Dead right DeeM. Some folk can talk themselves into believing anything that suits. Also Māori cannot possibly presume to know how non- Māori think or feel and impose their world view on us surely? Ha ha.

Anonymous said...

It is absolutely BS for the watered down Maori elites to claim a superior guardianship over any of New Zealands wonderful resources. It's high time this hypocracy is taken down, exposed for what it is. The claim that a baby yet to be born with a trace of this Maori wonderfulness is going to be superior to a baby to be born on the same day without this trace, is condemning NZ to a troubled future. Peter

Terry Morrissey said...

"Now they're filleted and cooking in the pan. You'll need plenty of lemon and a nice crisp white wine to take away the taste of bitter defeat, though."
I'm afraid DeeM that it would take far more than a few condiments to remove the toxicity of the greens/labour cult.

hughvane said...

Can you modify the heading of your meritorious piece to, "anyone can love ... and have broad affinity with ... rivers/mountains.

As one who spent over fifty years in a small coastal community - and I do not have a shred of Maori blood in me - seldom did I find such spiritual connection as I did in that time.

Maori do not hold exclusive rights to an affinity, or one-ness, with the land and sea.

Anonymous said...


For this pseudo-cultural twaddle, one got a knighthood......

Let ordinary hard-working, non-racist NZers rise up........Enough!

Kawena said...

If everyone with Maori ancestry in this country were for this tribal twaddle, living in New Zealand would be untenable!
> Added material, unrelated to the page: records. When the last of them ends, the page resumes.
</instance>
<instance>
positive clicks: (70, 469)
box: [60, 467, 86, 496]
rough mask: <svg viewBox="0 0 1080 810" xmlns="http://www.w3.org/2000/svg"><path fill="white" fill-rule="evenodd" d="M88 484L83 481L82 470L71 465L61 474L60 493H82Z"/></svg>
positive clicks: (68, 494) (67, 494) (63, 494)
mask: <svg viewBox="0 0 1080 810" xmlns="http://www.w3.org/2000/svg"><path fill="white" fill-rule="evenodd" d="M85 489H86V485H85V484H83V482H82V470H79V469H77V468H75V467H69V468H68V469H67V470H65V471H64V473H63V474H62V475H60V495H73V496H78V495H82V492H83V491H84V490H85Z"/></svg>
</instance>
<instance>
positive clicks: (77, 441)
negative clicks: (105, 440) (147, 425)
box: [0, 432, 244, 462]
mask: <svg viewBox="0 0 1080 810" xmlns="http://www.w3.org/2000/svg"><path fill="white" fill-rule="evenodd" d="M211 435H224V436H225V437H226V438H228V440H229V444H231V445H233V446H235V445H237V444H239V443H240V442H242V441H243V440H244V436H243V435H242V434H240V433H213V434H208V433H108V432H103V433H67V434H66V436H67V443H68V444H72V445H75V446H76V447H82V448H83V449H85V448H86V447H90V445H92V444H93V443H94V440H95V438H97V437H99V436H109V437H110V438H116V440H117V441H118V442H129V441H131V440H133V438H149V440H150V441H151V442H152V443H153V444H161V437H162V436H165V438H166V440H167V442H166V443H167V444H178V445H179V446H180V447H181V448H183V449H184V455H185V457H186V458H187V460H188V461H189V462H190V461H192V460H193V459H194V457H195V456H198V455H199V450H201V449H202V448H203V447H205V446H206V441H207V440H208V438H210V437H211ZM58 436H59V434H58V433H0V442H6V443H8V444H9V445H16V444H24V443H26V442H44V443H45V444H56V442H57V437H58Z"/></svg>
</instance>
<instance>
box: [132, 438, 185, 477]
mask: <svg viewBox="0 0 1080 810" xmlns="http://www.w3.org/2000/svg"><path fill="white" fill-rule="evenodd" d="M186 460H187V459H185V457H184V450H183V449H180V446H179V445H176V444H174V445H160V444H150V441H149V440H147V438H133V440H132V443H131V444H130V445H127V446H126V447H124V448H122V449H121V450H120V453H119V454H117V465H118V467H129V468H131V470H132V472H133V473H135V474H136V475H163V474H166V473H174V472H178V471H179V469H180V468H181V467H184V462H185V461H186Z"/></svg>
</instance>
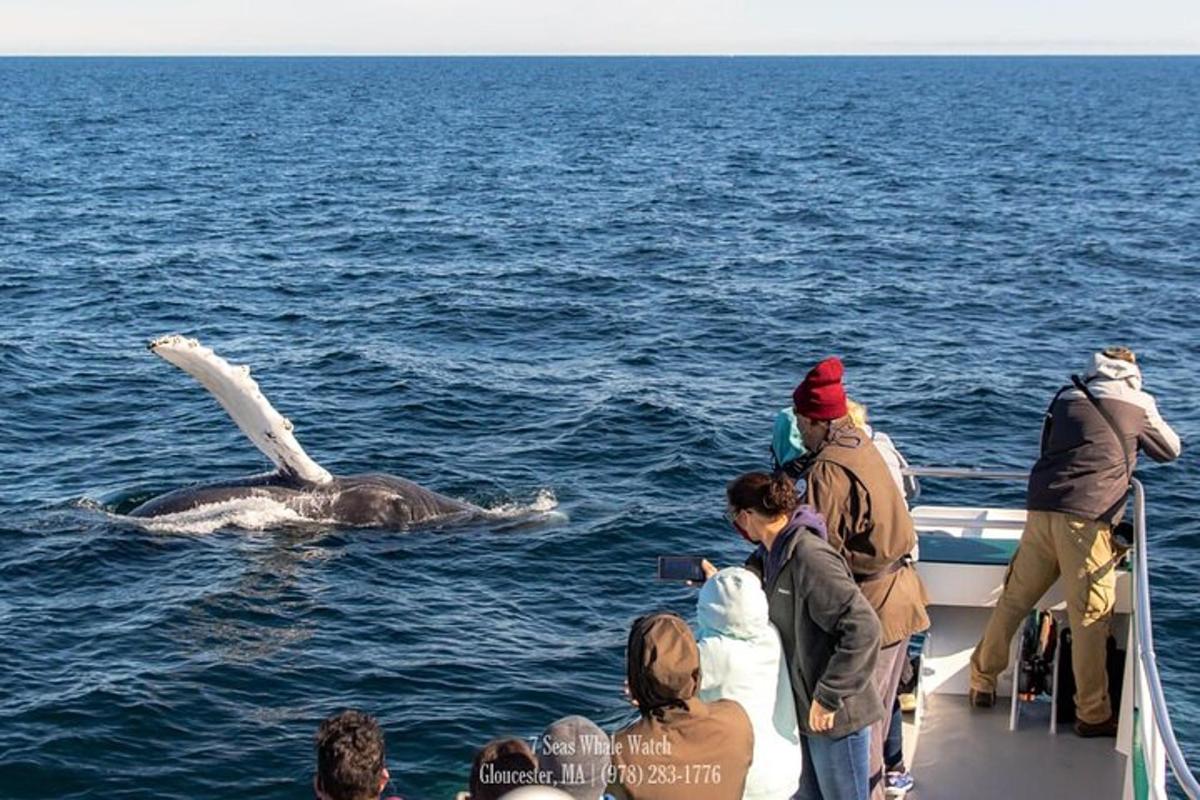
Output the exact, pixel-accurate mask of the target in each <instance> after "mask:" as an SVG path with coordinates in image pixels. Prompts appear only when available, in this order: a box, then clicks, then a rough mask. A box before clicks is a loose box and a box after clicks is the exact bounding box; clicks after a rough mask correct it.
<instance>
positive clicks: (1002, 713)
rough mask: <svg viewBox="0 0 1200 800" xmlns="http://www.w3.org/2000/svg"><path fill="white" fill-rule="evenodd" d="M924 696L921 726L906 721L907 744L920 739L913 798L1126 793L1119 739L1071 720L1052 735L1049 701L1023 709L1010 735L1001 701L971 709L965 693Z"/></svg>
mask: <svg viewBox="0 0 1200 800" xmlns="http://www.w3.org/2000/svg"><path fill="white" fill-rule="evenodd" d="M924 699H925V706H924V712H923V715H922V718H920V730H919V732H916V730H913V728H912V726H908V724H906V726H905V738H906V741H905V745H906V747H905V750H906V751H907V750H908V745H910V744H913V745H916V754H914V757H912V758H911V759H910V762H908V769H910V770H911V771H912V776H913V778H914V780H916V782H917V784H916V788H914V789H913V790H912V792H911V793H908V798H910V799H911V800H1043V799H1046V800H1051V799H1052V800H1118V799H1120V798H1121V789H1122V781H1123V777H1124V775H1123V770H1124V757H1123V756H1121V754H1120V753H1118V752H1116V750H1114V745H1115V742H1116V740H1115V739H1080V738H1079V736H1076V735H1075V734H1074V732H1073V730H1072V729H1070V727H1069V726H1062V727H1060V728H1058V734H1057V735H1050V733H1049V732H1048V723H1049V718H1050V715H1049V710H1050V709H1049V704H1044V705H1034V706H1032V708H1030V709H1028V710H1026V711H1022V716H1021V724H1020V728H1019V729H1018V730H1016V732H1014V733H1009V730H1008V710H1009V704H1008V703H1007V702H1004V700H1001V702H998V703H997V704H996V706H995V708H992V709H972V708H970V706H968V705H967V700H966V697H964V696H961V694H932V696H926V697H925V698H924ZM913 734H916V735H913ZM911 739H916V741H913V742H910V741H908V740H911Z"/></svg>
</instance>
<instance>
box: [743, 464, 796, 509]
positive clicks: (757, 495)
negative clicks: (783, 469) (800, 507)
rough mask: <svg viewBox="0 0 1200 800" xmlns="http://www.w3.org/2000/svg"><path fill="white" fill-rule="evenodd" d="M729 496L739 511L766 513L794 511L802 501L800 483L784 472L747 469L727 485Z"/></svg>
mask: <svg viewBox="0 0 1200 800" xmlns="http://www.w3.org/2000/svg"><path fill="white" fill-rule="evenodd" d="M725 498H726V499H727V500H728V501H730V506H732V507H733V509H736V510H738V511H745V510H749V511H757V512H758V513H761V515H762V516H764V517H778V516H779V515H781V513H792V512H793V511H796V506H797V505H799V498H797V497H796V485H794V483H793V482H792V479H790V477H788V476H787V475H786V474H784V473H775V474H774V475H768V474H767V473H746V474H745V475H739V476H737V477H736V479H733V480H732V481H730V485H728V486H726V487H725Z"/></svg>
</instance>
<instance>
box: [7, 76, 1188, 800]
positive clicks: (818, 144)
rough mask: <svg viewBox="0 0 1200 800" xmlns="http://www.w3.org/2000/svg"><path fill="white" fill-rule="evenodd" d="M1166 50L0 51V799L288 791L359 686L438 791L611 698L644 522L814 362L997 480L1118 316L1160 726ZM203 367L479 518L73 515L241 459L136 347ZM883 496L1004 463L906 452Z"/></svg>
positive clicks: (396, 780)
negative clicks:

Many are embarrassed by it. If this was an orchestra playing a symphony, my Maori mates would not want to hear a bar of it. Maori are not the only people who have an affinity with a river. Speaking of rivers and orchestras, you might like to "see" Bedrich Smetana's The Moldau, by the Gimnazije Kranj Orchestra, conducted by Nejc Becan. It is 15 minutes of a river in its many moods which is pure majesty.
Kevan

Anonymous said...

good one. please do constellations next :)

MC said...

Doug "Lombard" Graham had a greater spiritual connection with bullshit than anything else.

Anonymous said...

You’d think lots of Māori would want to be living in a roupo hut by the lake getting spiritual. No?. Could be done in the Urewera’s?

Anonymous said...

I have no Maori DNA. There was a place I had a deep spiritual engagement with and my family had been there for many years. Then fake Maori came along set up a tourist business and screwed it over. I no longer visit.